There are other sponsors who would love to get involved and it also depends on whether they would like to take out a broadcast package. We want to continue to ensure that we get 13 hours of television broadcast and the only way we can be sure of that is if we get a sponsor who will take out a broadcast package in addition to their normal sponsorship package.
We obviously look to achieve return on investment for our sponsors and last year we won The Discovery Sports Industry Awards for Mass Participation Event of the Year and Brand of the Year, so that speaks volumes as you don’t achieve that sort of acclaim unless you offer a fantastic return on investment and we measure and track through professional companies and we report back to each and every one of our sponsors.
This year we brought two new sponsors on board and both of those sponsors are wanting additional new rights and there’ll be announcements on this shortly.
DJ: One of the things that upsets me a bit as one of the oldies of Comrades and I certainly don’t know the answer to it or even if there is an answer is that many of the modern runners know very little about the history of the race. Example. They run their hearts out to get a Bill Rowan medal and many don’t know who Bill Rowan was or the significance of the 9 hours. How does one address that and can it in fact even be addressed?

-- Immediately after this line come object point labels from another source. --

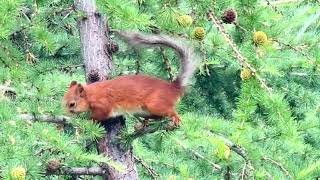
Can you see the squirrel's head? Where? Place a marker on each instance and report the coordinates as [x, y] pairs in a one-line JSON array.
[[75, 100]]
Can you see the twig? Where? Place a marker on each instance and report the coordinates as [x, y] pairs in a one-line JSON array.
[[8, 91], [241, 59], [167, 64], [79, 171], [150, 170], [273, 7], [237, 149], [138, 61], [204, 54], [45, 118], [279, 2], [195, 153], [151, 129], [243, 172], [283, 169], [292, 47]]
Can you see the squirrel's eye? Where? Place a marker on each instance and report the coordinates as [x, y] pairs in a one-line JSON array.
[[72, 104]]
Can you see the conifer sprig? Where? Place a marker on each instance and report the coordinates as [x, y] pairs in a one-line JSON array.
[[242, 60]]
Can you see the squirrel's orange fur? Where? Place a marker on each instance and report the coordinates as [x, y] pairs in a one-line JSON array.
[[135, 94]]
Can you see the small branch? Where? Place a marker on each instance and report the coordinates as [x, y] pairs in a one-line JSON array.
[[243, 172], [79, 171], [237, 149], [8, 91], [195, 153], [138, 60], [167, 64], [45, 118], [152, 128], [280, 2], [273, 7], [282, 168], [241, 59], [204, 54], [150, 170], [292, 47]]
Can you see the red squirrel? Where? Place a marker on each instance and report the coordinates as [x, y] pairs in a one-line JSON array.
[[141, 95]]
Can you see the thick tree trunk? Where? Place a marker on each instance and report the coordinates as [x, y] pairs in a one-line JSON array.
[[98, 64]]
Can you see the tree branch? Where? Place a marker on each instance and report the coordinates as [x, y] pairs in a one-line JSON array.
[[8, 91], [150, 170], [79, 171], [282, 168], [45, 118], [198, 155], [241, 59], [167, 63]]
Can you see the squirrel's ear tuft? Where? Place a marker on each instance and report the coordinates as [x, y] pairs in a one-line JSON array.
[[73, 83]]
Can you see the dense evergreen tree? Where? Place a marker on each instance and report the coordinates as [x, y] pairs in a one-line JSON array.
[[253, 114]]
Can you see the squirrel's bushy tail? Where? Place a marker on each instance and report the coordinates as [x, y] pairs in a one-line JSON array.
[[186, 53]]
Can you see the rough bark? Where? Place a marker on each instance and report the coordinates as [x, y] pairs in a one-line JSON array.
[[98, 64]]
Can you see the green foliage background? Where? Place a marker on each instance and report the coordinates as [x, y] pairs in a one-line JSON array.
[[40, 50]]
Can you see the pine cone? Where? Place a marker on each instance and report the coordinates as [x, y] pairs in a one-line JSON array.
[[260, 38], [185, 20], [53, 166], [229, 16], [245, 74], [199, 33], [18, 173]]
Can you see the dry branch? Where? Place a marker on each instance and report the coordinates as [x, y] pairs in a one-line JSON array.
[[241, 59], [274, 7], [79, 171], [45, 118], [8, 91], [292, 47], [167, 64], [150, 170], [198, 155], [282, 168]]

CF: What we did last year was to commission a Comrades history DVD and we circulated that to every registered running club in the country so that they could share that with their members because we believe that the history, the heroes, the traditions and values of the Comrades need to stay alive.

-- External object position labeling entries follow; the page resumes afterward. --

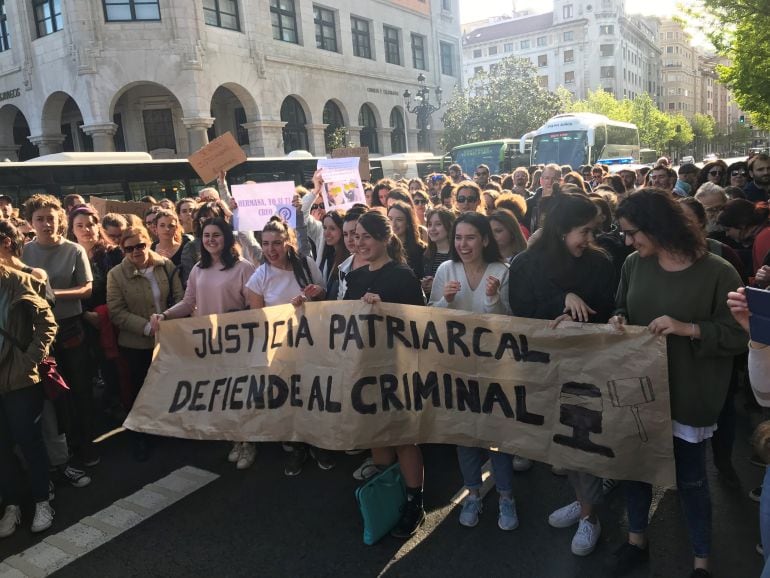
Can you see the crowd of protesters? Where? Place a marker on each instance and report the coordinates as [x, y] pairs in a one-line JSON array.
[[643, 246]]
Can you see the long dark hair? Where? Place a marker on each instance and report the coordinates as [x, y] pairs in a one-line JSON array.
[[378, 226], [657, 215], [567, 211], [298, 263], [229, 256], [490, 253]]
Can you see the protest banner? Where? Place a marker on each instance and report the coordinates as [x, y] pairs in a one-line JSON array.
[[104, 206], [343, 375], [257, 202], [361, 153], [342, 183], [221, 154]]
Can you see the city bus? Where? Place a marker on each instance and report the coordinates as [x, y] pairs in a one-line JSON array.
[[131, 176], [501, 155], [582, 139]]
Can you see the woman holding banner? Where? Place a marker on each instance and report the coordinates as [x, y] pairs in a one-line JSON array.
[[217, 284], [690, 286], [475, 278], [143, 284], [287, 277], [387, 279], [563, 275]]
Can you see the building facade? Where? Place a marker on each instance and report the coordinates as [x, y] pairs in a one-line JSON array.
[[582, 45], [166, 76]]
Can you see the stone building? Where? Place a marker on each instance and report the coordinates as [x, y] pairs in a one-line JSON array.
[[582, 45], [166, 76]]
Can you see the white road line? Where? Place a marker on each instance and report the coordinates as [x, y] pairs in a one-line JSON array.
[[58, 550]]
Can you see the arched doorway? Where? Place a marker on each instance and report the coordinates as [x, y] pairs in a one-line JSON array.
[[398, 135], [368, 122], [294, 132], [334, 121]]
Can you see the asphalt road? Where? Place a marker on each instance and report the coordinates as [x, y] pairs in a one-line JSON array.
[[259, 523]]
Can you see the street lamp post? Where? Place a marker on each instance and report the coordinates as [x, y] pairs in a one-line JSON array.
[[424, 109]]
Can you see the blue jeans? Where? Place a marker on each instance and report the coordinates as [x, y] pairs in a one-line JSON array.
[[693, 490], [20, 424], [471, 460]]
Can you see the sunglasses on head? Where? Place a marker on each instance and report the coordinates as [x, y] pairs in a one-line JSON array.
[[131, 248]]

DJ: We’ve just had the launch of Comrades 2018 and one very exciting bit of news to come out of that is the new Down Run finish in Durban.
CF: The finish will be at Moses Mabida Stadium and the facilities are really magnificent. We looked at a couple of venues but after we visited Moses Mabida and walked through it we were convinced that this was the place. The distance will still be approximately 89.2km but we have to finalise the route to get to the stadium but we are already hard at work to get that sorted out.
DJ: Finally Chris, without giving anything away, it’s only 8 years to the 2025 Comrades – the 100th race. Have you guys started throwing ideas around yet or is it still too early?
CF: We have certainly. We have very active heritage and traditions and marketing committees and they’ve been tasked with throwing ideas around so that we come up with something very special.
So some exciting things in the pipeline for the world’s greatest road race. Get those running shoes on and get out onto the road and remember the slogan to Comrades 2018 and from where I sit no reason for any doom and gloom about the future.